# Diffusion‑Aligned Embeddings (DAE)

This repository contains a reference implementation of the Diffusion‑Aligned
Embeddings (DAE) algorithm.  DAE is a method for constructing weighted
affinity graphs with self‑tuning bandwidths and for computing embeddings via
continuous‑time Markov chain (CTMC) dynamics.  It supports a variety of
distance metrics, kernel families and k‑NN backends, and can be accelerated
with optional libraries such as FAISS, hnswlib, Annoy or pynndescent.

## Features

* Build a weighted k‑nearest neighbor graph with per‑sample bandwidths
  following the UMAP self‑tuning procedure.
* Choose from several symmetrization rules (mean, max, min, geometric,
  harmonic, UMAP) to fuse directed edge weights into an undirected graph.
* Use fast k‑NN search backends including FAISS, hnswlib, Annoy or
  pynndescent when available, or fall back to scikit‑learn.
* Select distance metrics (Euclidean, cosine, Mahalanobis) and register
  custom metrics at runtime.
* Choose kernel families (UMAP heavy‑tail, Student‑t, exponential, power‑law
  and more) or provide your own numba‑compiled kernel.
* Compute diffusion embeddings with a continuous‑time Markov chain optimizer
  (see `ctmc_engine.py`).

## Installation

Install the core package from source using pip:

```bash
pip install .
```

The core dependencies are `numpy`, `scipy`, `numba` and `scikit‑learn`.  To
enable optional k‑NN backends or symbolic kernel expressions, install one or
more of the extra sets:

```bash
pip install .[faiss]        # FAISS accelerated k‑NN
pip install .[hnswlib]      # hnswlib accelerated k‑NN
pip install .[annoy]        # Annoy accelerated k‑NN
pip install .[pynndescent]  # pynndescent accelerated k‑NN
pip install .[sympy]        # symbolic kernel expressions
```

## Quick start

Below is a minimal example that constructs a weighted k‑NN graph from
synthetic data and prints the number of edges:

```python
import numpy as np
from dae.ctmc_engine import CTMCEmbedding

# Generate synthetic data
X = np.random.randn(100, 5).astype(np.float32)
# Get enbeddings (see object for functionality). 

Y = CTMCEmbedding().fit_transform(X, n_epochs=500) 
```

See the docstrings in `ctmc_engine.py` for descriptions of all parameters and return values.

## Citing

If you use this code in your research please cite the DAE paper (insert
appropriate citation here).

## License

This project is licensed under the MIT License.  See the `LICENSE` file for
details.

## Reproduction of cpu experiments. 

To reproduce the results, upload the notebook to google colab and run the notebook.

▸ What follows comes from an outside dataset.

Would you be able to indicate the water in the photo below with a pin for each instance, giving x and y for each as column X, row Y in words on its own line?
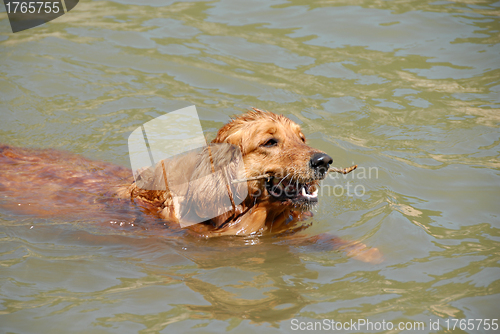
column 408, row 89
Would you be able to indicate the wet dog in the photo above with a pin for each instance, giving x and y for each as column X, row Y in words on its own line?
column 54, row 183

The datasets can be obtained from datasets.base.py
Dataframe containing the results of the ablations is also available. To use the package more generally run `pip install .`

## Large scale experiments. (see zip). 

Steps:
  - Run HVG selection `run_hvg.py`;
  - Download tissue slices with `download_slices.py` to fetch filtered datasets (slices) for the selected tissues;
  - Train scVI with `compute_scvi.py` to learn latent representations of the datasets using scVI.
  - Compute embeddings with `compute_embeddings.py` on the scVI latent space.
  - Plot embeddings with `plot_embeddings.py` to visualize the computed embeddings, colored by cell types.